Our second task is to create a Azure SQL database named NASA that resides in a resource group called rg4nasa that is located in the US EAST data center. I choose the SO Standard as the database size. This gives us 10 database transaction units to perform data processing.

Azure SQL Server

Our third task is to create an Azure Firewall rule named MyLaptop that will allow my computer to talk to the Azure SQL Server. This is a critical step; otherwise, we will not be able to connect to the server.

Azure Firewall Rule

Execute Non Query

Before we can actually do work, we need to build some custom PowerShell (PS) functions. The .Net Library is wide open to the PS language to leverage. We are going to use the SqlClient library to communicate with our Azure SQL Database.

The Exec-NonQuery-SqlDb custom function takes a connection string and TSQL query as input. The query can be any DELETE, INSERT, UPDATE or DDL statement that does not return a record set. We will use this function heavily to create database objects and manipulate data.

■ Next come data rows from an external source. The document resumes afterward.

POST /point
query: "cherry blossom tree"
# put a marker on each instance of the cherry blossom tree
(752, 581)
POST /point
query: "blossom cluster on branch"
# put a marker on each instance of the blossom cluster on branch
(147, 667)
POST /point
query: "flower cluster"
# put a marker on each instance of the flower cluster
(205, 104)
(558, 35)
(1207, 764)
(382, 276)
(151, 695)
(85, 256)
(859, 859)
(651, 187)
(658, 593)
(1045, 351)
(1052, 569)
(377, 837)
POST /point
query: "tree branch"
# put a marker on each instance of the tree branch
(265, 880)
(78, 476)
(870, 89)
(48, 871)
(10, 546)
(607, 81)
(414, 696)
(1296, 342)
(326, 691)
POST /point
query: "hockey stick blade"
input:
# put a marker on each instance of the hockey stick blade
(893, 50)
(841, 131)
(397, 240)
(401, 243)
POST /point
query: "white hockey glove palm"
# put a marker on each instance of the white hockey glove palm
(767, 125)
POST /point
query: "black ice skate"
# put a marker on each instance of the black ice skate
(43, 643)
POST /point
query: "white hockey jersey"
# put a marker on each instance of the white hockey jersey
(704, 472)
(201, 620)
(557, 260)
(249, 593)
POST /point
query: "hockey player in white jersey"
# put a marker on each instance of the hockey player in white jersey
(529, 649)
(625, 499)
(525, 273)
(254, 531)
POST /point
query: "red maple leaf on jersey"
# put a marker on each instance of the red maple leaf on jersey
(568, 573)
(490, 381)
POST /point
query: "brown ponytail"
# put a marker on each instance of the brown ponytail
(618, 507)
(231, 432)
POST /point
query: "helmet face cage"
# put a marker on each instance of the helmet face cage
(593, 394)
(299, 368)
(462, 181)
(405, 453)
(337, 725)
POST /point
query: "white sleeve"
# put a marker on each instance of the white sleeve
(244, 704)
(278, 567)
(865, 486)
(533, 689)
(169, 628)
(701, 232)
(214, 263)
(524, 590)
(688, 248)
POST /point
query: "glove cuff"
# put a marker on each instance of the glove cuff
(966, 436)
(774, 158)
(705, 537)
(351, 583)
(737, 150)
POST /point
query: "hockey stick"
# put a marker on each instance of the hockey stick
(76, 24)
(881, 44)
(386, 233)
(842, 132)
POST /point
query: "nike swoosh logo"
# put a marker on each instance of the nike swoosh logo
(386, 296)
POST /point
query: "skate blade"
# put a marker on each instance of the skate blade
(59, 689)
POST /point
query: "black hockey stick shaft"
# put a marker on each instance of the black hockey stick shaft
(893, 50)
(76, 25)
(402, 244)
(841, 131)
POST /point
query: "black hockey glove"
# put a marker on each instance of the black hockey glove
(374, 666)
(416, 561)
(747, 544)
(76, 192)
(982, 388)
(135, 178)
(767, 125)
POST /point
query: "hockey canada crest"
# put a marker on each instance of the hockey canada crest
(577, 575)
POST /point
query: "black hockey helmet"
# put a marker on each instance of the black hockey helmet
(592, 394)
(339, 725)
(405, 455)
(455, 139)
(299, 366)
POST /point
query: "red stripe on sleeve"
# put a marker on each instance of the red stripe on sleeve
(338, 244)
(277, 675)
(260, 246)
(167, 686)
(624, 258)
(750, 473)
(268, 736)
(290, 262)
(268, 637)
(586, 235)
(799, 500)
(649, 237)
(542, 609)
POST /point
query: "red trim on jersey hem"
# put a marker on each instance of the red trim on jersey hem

When designing functions, it is good practice to use the CmdLetBinding function with strongly typed parameters.

#
# Name:      Exec-NonQuery-SqlDb
# Purpose:   Execute a DELETE, INSERT, UPDATE or DDL statement.
#

function Exec-NonQuery-SqlDb {
    [CmdletBinding()] 

    param(
        [Parameter(Mandatory = $true)]
        [String] $ConnStr,

        [Parameter(Mandatory = $true)]
        [string] $SqlQry
    )

    # Create & open connection object
    $Conn = New-Object -TypeName System.Data.SqlClient.SqlConnection
    $Conn.ConnectionString = $ConnStr
    $Conn.Open()

    # Create command object
    $Cmd = $Conn.CreateCommand()
    $Cmd.CommandTimeout = 300
    $Cmd.CommandText = $SqlQry

    # Execute query with no return sets
    $Result = $Cmd.ExecuteNonQuery()

    # Close the session
    $Conn.Close()

    # Return the result
    return $Result
}

Get Data Set

The developer must be able to query the database to see what objects exist and what data is stored. The Get-DataSet-SqlDb custom function takes a connection string and TSQL query as input and returns the output record set that can be view in the PowerShell ISE.

#
# Name:      Get-DataSet-SqlDb
# Purpose:   Retrieve data from SELECT query.
#

function Get-DataSet-SqlDb {
    [CmdletBinding()] 

    param(
        [Parameter(Mandatory = $true)]
        [String] $ConnStr,

        [Parameter(Mandatory = $true)]
        [string] $SqlQry,

        [Parameter(Mandatory=$false)] 
        [ValidateSet("DataSet", "DataTable", "DataRow")] 
        [string]$As="DataRow" 
    )

    # Create connection object
    $Conn = New-Object -TypeName System.Data.SqlClient.SqlConnection
    $Conn.ConnectionString = $ConnStr

    # Create command 
    $Cmd = $Conn.CreateCommand()
    $Cmd.CommandText = $SqlQry

    # Create adapter & dataset objects
    $Adapter = New-Object -TypeName System.Data.SqlClient.SqlDataAdapter $Cmd
    $DataSet = New-Object -TypeName System.Data.DataSet

    # Fill dataset and return as result
    $Adapter.Fill($DataSet)

    # Close the session
    $Conn.Close()

    # Return the result
    Switch ($As) 
    { 
        'DataSet'   { Write-Output ($DataSet) } 
        'DataTable' { Write-Output ($DataSet.Tables) } 
        'DataRow'   { Write-Output ($DataSet.Tables[0]) } 
    } 
 
}

Create Database

To solve our business problem, we want to create and load the Azure SQL database each time we run our PowerShell script. I am going to create data files that contain TSQL statements for each step.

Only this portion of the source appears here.